I can definitely rule out both threading and (I think) memory issues. The new app uses no Tasks or other threading/asynchronous features, and I can trigger the unhandled exception simply by adding properties that return a constant to the class of objects shown in the DataGrid. This indicates to me that the problem is either in unmanaged resource exhaustion or something I haven't thought of yet.

The revised program is structured like this. I have created a user control called EntityCollectionGridView which has a label and a data grid. In the control's Loaded event handler, I assign a List<TestClass> to the data grid with 1000 or 10000 rows, letting the grid generate the columns. This user control is instantiated 2-4 times in MainPage.xaml in the page's OnNavigatedTo event (or Loaded, it doesn't seem to matter). If an exception occurs, it occurs immediately after MainPage is shown.

The interesting thing is, the behavior doesn't seem to vary with the number of rows shown (it will work reliably with 10000 rows or fail reliably with only 1000 rows in each grid) but rather with the total number of columns in all the grids loaded at a given time. With 20 properties to show, 4 grids works fine. With 35 properties and 4 grids, the exception is thrown. But if I eliminate two grids, the same class with 35 properties will work fine.
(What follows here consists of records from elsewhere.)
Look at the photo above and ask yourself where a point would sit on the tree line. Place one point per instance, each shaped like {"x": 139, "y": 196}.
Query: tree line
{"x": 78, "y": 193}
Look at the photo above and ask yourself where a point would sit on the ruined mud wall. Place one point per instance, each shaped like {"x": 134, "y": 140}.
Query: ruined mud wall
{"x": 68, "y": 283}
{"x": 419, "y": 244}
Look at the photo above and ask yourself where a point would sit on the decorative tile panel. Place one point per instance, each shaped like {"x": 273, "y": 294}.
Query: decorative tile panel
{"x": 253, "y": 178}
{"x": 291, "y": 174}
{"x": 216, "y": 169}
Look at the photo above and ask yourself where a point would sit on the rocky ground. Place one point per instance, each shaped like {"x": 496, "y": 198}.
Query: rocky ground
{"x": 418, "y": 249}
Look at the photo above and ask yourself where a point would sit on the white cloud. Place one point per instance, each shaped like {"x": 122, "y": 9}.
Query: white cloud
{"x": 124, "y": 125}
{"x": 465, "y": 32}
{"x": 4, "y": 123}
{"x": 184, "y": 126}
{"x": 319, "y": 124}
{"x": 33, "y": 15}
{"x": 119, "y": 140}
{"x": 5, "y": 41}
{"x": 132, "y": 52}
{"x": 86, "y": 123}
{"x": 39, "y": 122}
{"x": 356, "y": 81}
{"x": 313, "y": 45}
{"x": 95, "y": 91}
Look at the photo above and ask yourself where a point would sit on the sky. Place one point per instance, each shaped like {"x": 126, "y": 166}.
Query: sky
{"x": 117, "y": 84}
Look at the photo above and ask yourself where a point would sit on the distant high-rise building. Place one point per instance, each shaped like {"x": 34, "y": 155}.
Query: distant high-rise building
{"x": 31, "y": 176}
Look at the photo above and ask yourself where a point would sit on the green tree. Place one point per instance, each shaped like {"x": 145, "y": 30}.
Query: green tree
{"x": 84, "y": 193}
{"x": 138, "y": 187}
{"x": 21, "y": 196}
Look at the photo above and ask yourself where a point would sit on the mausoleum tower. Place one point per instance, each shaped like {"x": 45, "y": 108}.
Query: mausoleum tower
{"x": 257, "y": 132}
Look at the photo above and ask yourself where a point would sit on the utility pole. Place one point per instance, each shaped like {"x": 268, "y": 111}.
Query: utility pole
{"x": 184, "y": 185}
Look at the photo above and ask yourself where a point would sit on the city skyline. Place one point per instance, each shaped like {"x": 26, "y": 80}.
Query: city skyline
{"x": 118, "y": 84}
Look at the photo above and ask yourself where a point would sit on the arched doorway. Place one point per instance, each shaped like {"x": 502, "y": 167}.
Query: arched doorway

Note that all of the properties I add to TestClass to jump from 20 to 35 columns are of the form:

public string StringXYZ { get { return "asdfasdfasdfasdfasf"; } }

So, there's no additional memory in the backing data (and again, I don't think memory pressure is the problem anyway).

What do you all think? Again, the handles/user objects/etc in Task Manager look good, but is there something else I might be missing?

Original post

I have been working on a port of the Silverlight Toolkit DataGrid to WinRT, and it has done well enough in simple tests (a variety of configurations and up to 10000 rows). However, as I have tried to embed it into another WinRT app I have run into a sporadic exception (of type System.Exception, raised in the App.UnhandledException handler) that is proving very difficult to debug.

Not enough quota is available to process this command. (Exception from HRESULT: 0x80070718)

The error is consistently reproducible, but not deterministically. That is, I can make it happen every time I run the App, but it doesn't always happen by performing the same exact set of steps the same number of times. The error seems to occur on page transitions (whether navigating to a new page forward or back to a previous page), and not (for instance) when changing the ItemsSource of the datagrid.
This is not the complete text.